Reduce the management fees, reduce the cleaning fees and increase the rental times? It seems that you also get usage out of this property?

Have you listed the place on many rental sites? You could probably increase the rental income. The 1.5% could change drastically at that point. You didn't mention taxes, upkeep or HOA dues either.

2   Serpentor   @   2010 Jun 8, 1:34pm  

sell it and rent it back when you visit

3   dutchsailor   @   2010 Jun 8, 2:35pm  

Nomograph says

I would sell the apartment and send all the proceeds to Greece.

you are so funny

4   dutchsailor   @   2010 Jun 8, 2:47pm  

pkennedy says

Reduce the management fees, reduce the cleaning fees and increase the rental times? It seems that you also get usage out of this property?
Have you listed the place on many rental sites? You could probably increase the rental income. The 1.5% could change drastically at that point. You didn’t mention taxes, upkeep or HOA dues either.

Even when I succeed in optimizing all those things and would succeed in doubling net rental income to €10.000, it would still be only 3% yield. Patrick says this is still too low, and I agree.

At that point if someone would take ik off my hands for €350.000, he would still pay 35 times the yearly income. That is still way too much if you ask me.

As I understand from Patrick a good buy is when you have 10% net rental income, meaning you can earn your investment back in 10 years. That would mean that the price of the appartment should fall to €50.000!!! Even when I would succeed in doubling the net rental income to €10.000 the fair value of the property would still only be €100.000, maximum €200.000.

5   dutchsailor   @   2010 Jun 8, 2:47pm  

Serpentor says

sell it and rent it back when you visit

I like your idea. Simple, profitable and effective. Thanks!

6   xenogear3   @   2010 Jun 8, 11:17pm  

I will tell you to hold if you use a $ (dollar), but you used a € (Euro) which drops every day.

7   Michinaga   @   2010 Jun 9, 2:41am  

Are there similar properties in that area with better rent-to-price ratios? If you could get €350k for this place, and then buy something that's much cheaper but rents for the same amount, you'd have the same income, but would pocket the difference.

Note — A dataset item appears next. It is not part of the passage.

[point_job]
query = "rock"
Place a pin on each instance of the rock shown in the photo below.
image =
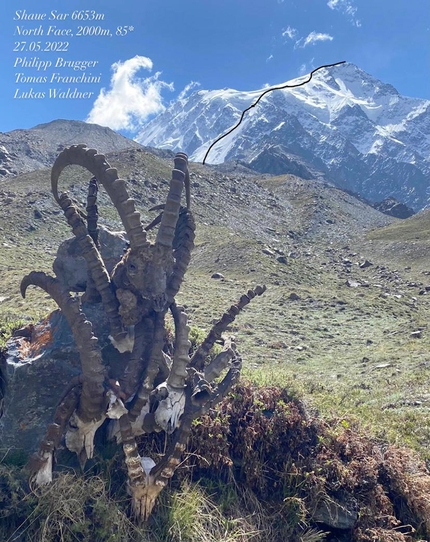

What is a normal rent-to-price ratio in your area?

8   mailingreply   @   2010 Jun 9, 2:54am  

Two ways to look at this home:
1. purely financial: How are property values in your immediate area? If they are at (or near) a peak (and trending down), I'd sell. You can buy back in at a later time at a lower price. This assumes you aren't in need of the money and that you're in a bubble or just past the high point. The way to tell? What are the comparable units selling for (not asking prices, selling prices)?
2. emotional: If use of the unit on a regular basis is very important - and very similar units are not easily found and rentable, I'd keep it.

9   rob918   @   2010 Jun 9, 3:11am  

"However, I do have some emotional bond with the property. I’ve been going there for holidays since I was young and do meet my family there as they also each have an appartment in the same building."

You have to distance yourself from this thinking. Unless it's the house you live in and raise a family in and enjoy the location, etc., this is just a house/condo/apartment. You have to look at an investment property as that, an investment. It's not your home anymore, it's just a house/condo/apartment. It's just like stocks and other investments.......don't fall in love with them, you have to take the emotions out of it.